Um, Excuse me Madam Secretary I know you’re busy, but I just wanted to… Oh well… I guess I should have thought twice before saying a loud ‘Madam Secretary’ in the White House these days.
I’m sorry to have interrupted you Secretary Hillary Clinton (State Department), Secretary Hilda Solis (Labor Department) and Secretary Janet Napolitano (Homeland Security), but I was referencing your newly nominated cabinet sister, Secretary-Designate Kathleen Seblius.
Kansas Governor Kathleen Sebelius accepted the nomination and once approved she will become the fourth woman to serve as Secretary of Health & Human Services.
Governor Sebelius is a veteran politician who learned the craft from her father, John J. Gilligan, and later her father-in-law, Keith Sebelius, a Kansas Republican who spent more than a decade in Congress. The Governor is a graduate of Trinity College in Washington, served eight years in the state legislature and was once a lobbyist for the Kansas Trial Lawyers Association.
She is known for reaching across the aisle in her Republican-dominated state, and in her first gubernatorial bid she chose a former Republican businessman as her running mate.

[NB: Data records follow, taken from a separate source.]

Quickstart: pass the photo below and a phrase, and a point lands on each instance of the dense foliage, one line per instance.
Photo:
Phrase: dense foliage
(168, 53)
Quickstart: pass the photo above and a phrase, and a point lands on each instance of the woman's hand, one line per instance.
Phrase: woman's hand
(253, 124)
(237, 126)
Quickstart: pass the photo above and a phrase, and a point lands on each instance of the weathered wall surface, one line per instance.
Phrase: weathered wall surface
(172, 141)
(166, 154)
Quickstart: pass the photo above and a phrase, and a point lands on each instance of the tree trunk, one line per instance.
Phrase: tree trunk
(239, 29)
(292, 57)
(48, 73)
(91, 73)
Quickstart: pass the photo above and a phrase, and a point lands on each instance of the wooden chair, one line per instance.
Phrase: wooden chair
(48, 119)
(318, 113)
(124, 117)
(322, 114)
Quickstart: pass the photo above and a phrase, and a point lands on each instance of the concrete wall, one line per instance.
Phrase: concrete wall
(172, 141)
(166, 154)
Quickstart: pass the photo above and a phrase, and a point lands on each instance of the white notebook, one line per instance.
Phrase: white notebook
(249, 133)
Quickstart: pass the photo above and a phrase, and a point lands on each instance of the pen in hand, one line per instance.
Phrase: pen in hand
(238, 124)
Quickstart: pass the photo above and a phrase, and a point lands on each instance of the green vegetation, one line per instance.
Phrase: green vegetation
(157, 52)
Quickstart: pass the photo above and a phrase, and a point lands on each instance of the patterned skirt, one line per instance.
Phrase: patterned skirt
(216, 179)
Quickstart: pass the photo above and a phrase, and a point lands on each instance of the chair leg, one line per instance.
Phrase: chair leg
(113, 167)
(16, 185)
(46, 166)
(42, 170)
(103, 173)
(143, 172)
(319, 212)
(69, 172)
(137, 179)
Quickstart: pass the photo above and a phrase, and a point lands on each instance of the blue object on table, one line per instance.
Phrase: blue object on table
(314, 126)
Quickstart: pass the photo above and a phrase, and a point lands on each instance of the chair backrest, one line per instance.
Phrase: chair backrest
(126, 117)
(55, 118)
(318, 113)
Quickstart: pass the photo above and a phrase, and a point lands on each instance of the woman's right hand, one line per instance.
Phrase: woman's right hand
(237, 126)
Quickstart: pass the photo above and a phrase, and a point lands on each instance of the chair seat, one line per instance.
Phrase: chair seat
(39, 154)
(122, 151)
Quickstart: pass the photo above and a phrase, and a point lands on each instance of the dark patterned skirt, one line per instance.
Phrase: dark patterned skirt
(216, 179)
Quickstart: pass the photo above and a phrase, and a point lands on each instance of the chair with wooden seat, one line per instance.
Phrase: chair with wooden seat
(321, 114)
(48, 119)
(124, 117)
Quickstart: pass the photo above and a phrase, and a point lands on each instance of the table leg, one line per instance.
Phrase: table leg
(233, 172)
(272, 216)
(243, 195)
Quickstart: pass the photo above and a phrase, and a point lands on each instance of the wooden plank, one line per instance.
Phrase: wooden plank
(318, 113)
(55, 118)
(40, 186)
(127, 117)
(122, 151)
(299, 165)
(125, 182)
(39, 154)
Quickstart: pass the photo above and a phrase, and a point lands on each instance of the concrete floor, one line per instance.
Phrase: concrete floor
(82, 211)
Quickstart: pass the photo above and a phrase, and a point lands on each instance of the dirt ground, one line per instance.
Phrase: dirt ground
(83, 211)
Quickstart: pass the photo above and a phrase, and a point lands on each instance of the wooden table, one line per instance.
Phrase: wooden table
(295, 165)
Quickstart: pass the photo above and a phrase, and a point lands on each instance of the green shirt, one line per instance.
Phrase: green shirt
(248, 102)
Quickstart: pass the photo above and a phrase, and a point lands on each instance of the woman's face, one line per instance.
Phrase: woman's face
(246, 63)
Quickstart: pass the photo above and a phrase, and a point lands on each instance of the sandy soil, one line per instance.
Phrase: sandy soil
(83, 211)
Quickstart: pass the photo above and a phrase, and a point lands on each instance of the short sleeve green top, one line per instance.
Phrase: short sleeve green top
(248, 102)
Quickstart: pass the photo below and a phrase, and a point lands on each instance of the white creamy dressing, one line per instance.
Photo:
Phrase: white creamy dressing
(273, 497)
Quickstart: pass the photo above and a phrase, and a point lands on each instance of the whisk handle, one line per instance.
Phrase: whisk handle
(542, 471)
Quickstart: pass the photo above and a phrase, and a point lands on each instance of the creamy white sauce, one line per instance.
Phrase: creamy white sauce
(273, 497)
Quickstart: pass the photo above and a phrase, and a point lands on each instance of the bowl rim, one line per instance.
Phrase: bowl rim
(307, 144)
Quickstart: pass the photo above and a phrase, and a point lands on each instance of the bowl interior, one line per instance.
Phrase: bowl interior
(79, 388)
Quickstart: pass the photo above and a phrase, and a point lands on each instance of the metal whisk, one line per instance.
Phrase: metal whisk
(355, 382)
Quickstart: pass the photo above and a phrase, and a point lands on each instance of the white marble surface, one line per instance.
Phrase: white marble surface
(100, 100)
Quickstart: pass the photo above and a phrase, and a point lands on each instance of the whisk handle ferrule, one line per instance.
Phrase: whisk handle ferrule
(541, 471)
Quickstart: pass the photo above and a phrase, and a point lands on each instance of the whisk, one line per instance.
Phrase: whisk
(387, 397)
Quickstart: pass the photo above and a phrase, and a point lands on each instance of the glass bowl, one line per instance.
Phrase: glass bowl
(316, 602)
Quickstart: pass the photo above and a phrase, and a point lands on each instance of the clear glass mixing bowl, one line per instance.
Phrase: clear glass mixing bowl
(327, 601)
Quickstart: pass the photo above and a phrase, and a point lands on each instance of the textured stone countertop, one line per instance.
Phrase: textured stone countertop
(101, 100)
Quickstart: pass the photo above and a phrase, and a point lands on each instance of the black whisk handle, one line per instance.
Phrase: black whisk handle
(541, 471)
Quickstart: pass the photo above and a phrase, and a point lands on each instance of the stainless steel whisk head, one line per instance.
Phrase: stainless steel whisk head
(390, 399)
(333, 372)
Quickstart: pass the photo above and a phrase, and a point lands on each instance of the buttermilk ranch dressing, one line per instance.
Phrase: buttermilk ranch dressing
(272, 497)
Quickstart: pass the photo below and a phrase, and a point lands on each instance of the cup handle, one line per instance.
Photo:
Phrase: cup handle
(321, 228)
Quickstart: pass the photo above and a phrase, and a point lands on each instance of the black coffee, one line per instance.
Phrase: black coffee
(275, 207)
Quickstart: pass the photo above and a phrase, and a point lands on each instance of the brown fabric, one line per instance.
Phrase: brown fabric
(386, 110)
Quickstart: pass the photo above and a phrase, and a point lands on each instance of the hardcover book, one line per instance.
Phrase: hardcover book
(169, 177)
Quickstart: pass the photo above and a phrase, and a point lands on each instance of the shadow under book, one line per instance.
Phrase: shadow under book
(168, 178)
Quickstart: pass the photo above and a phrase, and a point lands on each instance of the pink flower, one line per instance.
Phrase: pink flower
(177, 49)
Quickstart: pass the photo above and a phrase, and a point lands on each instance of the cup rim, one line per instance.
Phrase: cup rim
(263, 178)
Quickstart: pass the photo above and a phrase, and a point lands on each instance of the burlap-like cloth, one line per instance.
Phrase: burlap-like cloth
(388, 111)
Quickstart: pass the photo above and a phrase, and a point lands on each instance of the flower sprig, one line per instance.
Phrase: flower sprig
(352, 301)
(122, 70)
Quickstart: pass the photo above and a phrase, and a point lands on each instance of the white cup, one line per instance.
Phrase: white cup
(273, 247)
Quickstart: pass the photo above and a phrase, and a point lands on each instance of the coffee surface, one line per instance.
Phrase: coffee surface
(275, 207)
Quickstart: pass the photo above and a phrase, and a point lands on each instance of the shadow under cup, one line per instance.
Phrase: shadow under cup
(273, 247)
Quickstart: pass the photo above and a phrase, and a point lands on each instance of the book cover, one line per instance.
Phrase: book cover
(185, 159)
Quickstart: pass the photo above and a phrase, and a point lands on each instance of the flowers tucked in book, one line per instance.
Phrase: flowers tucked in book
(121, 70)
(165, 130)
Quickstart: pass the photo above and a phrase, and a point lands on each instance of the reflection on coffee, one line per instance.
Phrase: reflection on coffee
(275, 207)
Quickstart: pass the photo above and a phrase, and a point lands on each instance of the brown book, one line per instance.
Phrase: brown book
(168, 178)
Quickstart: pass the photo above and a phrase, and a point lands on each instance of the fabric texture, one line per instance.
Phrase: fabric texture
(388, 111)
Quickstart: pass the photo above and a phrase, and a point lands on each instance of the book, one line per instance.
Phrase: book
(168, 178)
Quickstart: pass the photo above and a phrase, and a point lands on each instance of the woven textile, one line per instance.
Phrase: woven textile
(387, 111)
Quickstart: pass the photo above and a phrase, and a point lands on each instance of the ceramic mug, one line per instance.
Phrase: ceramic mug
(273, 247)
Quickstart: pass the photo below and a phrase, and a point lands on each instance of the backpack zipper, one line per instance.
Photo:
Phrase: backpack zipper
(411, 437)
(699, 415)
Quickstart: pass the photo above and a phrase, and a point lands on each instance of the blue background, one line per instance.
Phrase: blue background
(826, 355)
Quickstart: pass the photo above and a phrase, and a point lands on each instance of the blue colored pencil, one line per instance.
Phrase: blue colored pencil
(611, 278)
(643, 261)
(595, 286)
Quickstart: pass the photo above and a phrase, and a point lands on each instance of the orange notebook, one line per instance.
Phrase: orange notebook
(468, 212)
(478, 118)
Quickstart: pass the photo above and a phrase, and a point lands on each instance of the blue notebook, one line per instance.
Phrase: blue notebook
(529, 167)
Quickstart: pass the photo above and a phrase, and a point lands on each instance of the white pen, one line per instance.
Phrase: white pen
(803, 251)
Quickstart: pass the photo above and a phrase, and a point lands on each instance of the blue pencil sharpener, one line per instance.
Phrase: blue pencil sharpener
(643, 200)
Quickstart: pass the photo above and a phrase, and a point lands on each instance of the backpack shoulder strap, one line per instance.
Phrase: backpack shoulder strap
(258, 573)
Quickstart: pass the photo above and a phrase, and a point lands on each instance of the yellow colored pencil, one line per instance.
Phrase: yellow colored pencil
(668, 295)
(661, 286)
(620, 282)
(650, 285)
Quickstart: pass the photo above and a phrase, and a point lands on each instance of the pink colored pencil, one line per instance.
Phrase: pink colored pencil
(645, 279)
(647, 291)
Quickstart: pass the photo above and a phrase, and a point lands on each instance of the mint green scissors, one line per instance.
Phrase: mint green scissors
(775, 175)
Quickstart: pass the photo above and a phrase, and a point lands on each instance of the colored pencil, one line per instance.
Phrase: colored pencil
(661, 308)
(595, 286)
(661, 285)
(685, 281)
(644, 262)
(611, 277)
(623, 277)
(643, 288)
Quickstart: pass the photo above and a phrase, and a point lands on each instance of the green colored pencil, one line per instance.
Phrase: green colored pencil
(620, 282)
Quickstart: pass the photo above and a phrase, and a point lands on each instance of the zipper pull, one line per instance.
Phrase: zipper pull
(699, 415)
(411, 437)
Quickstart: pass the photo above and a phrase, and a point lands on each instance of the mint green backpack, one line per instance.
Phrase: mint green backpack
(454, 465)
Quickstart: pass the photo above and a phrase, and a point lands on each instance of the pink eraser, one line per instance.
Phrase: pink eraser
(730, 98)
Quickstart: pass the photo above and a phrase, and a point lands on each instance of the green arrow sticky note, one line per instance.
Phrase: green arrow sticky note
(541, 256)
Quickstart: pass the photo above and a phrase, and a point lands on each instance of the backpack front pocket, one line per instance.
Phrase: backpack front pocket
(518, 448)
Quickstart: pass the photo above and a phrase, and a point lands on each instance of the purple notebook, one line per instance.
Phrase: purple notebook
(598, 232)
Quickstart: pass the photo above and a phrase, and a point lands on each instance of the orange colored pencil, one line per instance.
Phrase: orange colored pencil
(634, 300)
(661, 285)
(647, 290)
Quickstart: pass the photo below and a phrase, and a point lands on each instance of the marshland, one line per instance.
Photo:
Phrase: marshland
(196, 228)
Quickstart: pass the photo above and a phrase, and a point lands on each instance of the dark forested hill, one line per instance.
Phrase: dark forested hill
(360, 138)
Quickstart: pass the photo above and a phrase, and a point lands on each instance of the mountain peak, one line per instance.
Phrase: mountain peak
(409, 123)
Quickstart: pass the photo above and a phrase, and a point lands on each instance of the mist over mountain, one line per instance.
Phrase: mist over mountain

As governor served as state insurance commissioner for eight years and has overseen the Medicaid program for the poor during her tenure as governor. Sebelius tried unsuccessfully to expand health coverage in the state through higher cigarette taxes. Still, under her watch, Kansas has added tens of thousands of low-income children to state health programs.
This appointment would mean that within 30 years after the first Secretary of Health and Human Services Secretary Patricia Roberts Harris took the position during the Carter Administration so will Mrs. Sebelius’ appointment to the office by the Obama Administration.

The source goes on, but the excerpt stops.